Otherwise, he added, "I'm not going to ask them to vote on a bill that's about health, and that's creating exemptions that have nothing to do with health."
Ehlmann's action, and his reasons, have had a ripple effect in St. Louis County, where the County Council has seen a parade of bar and restaurant owners who complain their business has plummeted because they don't have exemptions -- but nearby competitors do.
Former council chairman Barbara Fraser has been a leader in a new effort to get rid of most of St. Louis County's exemptions, which number around 150. Most are bars that serve little or no food, or designated areas in casinos.
St. Louis County's increasingly spirited debate over its exemptions has been affected by Ehlmann's action, because of the proximity of some affected St. Louis County businesses to St. Charles County.
Casinos in Maryland Heights, for example, sought their smoking-ban exemptions, in part, because of competition with the Ameristar Casino in St. Charles.
At any rate, Ehlmann said he hasn't gotten any calls from St. Louis County officials about the smoking-ban issue.

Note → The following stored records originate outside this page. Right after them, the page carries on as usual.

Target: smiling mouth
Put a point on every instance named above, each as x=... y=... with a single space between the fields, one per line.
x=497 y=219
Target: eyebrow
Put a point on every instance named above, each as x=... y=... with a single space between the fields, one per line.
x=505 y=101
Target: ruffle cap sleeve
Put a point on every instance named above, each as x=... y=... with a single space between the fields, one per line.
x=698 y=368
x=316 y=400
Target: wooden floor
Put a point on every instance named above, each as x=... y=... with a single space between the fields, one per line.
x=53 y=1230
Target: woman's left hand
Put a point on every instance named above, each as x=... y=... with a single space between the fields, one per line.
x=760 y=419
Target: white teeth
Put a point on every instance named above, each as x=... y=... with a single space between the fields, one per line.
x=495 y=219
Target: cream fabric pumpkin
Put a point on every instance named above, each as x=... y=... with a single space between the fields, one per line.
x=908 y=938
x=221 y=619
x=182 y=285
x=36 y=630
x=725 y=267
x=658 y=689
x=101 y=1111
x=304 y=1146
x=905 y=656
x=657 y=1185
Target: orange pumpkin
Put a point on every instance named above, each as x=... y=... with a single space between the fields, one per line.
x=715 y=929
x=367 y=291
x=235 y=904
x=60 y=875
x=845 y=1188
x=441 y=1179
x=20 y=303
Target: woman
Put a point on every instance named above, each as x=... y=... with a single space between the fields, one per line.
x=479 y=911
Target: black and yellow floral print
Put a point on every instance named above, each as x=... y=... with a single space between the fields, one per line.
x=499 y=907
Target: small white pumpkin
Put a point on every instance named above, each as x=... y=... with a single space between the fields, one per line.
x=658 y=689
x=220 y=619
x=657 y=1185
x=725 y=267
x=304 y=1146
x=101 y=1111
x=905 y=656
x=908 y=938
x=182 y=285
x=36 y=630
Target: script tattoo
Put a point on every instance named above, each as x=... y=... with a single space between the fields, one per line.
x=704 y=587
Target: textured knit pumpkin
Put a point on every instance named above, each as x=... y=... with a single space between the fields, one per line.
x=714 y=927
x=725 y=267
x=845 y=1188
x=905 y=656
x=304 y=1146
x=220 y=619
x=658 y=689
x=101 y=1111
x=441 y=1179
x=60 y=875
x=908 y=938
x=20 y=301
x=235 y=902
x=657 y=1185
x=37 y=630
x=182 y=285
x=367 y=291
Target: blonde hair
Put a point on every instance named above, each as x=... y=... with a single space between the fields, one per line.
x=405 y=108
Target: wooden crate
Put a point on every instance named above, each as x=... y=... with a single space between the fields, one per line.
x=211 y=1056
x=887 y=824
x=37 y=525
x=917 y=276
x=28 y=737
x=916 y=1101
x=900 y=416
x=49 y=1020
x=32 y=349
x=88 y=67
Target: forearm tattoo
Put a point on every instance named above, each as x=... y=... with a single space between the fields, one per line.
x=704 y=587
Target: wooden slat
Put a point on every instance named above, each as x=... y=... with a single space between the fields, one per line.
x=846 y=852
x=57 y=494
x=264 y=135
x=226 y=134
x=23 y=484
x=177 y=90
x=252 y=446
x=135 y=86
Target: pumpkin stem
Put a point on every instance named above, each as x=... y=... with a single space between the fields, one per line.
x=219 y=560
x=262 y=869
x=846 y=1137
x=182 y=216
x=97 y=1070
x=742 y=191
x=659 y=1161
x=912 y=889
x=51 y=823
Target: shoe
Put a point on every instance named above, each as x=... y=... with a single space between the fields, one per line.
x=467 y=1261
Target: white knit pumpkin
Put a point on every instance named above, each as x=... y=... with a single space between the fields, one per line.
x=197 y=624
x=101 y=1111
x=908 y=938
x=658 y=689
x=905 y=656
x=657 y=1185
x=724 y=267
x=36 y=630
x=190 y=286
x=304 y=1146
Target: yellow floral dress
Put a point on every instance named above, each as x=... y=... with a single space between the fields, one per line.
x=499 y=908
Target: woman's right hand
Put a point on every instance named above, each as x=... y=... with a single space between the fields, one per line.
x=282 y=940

Ehlmann was interviewed as he waited for the start of a roundtable discussion on economic issues hosted by U.S. Sen. Roy Blunt, R-Mo. The event was held over lunch in a meeting room at Novus International, a health and nutrition research firm in suburban St. Charles County.
Ehlmann, a fellow Republican, took note of his growing county's increased clout in the St. Louis region.
Although a strong regionalist, Ehlmann said it's a fact that the center of the St. Louis region is really not the Gateway Arch in downtown St. Louis. If population and job-centers are taken into account, he said, the region's real center is arguably around the intersection of Interstate 270 and Olive Boulevard in west St. Louis County.